En respuesta al rugido del felino, otro rugido igualmente feroz retumbó procedente del ancho pecho del hombre-mono, un rugido que le advertía a la pantera que ocupaba la guarida de otro; pero Sheeta no estaba de humor para que la echaran de donde estaba. Con el rostro vuelto hacia arriba miró al tarmangani de piel morena. Muy lentamente el hombre-mono se adentró en el árbol por la rama hasta que se encontró directamente encima de la pantera. El hombre llevaba en la mano el cuchillo de caza de su padre, fallecido mucho tiempo atrás, el arma que en un principio le dio su verdadera ascendencia sobre las bestias de la jungla; pero esperaba no verse obligado a utilizarlo, pues sabía que en la jungla había más batallas que concluían en horribles rugidos que en auténticos combates, ya que la ley del engaño era tan buena en la jungla como en cualquier otra parte; sólo en cuestiones de amor y comida las grandes bestias solían cerrar sus colmillos y clavar sus garras.

Tarzán se afianzó contra el tronco del árbol y se inclinó más hacia Sheeta.

—¡Ladrona! —gritó. La pantera se incorporó hasta quedar sentada, exhibiendo los colmillos pero a unos centímetros del rostro burlón del hombre-mono.

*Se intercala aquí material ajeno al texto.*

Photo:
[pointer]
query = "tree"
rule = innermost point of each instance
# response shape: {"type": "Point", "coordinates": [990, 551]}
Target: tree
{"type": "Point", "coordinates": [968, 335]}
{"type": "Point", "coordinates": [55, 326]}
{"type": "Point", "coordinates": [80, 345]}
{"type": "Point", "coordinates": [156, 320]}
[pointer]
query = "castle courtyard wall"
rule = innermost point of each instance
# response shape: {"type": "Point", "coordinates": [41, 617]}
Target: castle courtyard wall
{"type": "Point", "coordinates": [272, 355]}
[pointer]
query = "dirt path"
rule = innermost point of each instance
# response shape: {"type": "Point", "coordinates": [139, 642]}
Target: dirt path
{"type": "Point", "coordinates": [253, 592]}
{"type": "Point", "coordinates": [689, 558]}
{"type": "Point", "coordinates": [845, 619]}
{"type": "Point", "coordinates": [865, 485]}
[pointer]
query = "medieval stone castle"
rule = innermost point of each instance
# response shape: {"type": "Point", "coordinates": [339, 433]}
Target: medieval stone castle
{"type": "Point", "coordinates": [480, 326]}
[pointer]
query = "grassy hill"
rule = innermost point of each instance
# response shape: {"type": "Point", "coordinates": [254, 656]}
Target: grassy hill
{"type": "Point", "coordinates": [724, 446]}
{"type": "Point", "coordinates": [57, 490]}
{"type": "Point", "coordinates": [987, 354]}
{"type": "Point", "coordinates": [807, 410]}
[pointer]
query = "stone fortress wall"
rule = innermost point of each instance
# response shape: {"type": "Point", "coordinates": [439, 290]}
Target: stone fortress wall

Tarzán lanzó un espantoso rugido y asestó un golpe en la cara de la pantera con su cuchillo—. Soy Tarzán de los Monos —rugió—. Esta es la guarida de Tarzán. Vete o te mataré.

Aunque hablaba en el lenguaje de los simios de la jungla, es dudoso que Sheeta comprendiera sus palabras, pese a que sabía bien que el simio sin pelo deseaba asustarle para que se alejara de su puesto, bien elegido y por delante del cual cabía esperar que durante las guardias nocturnas en algún momento pasasen criaturas comestibles.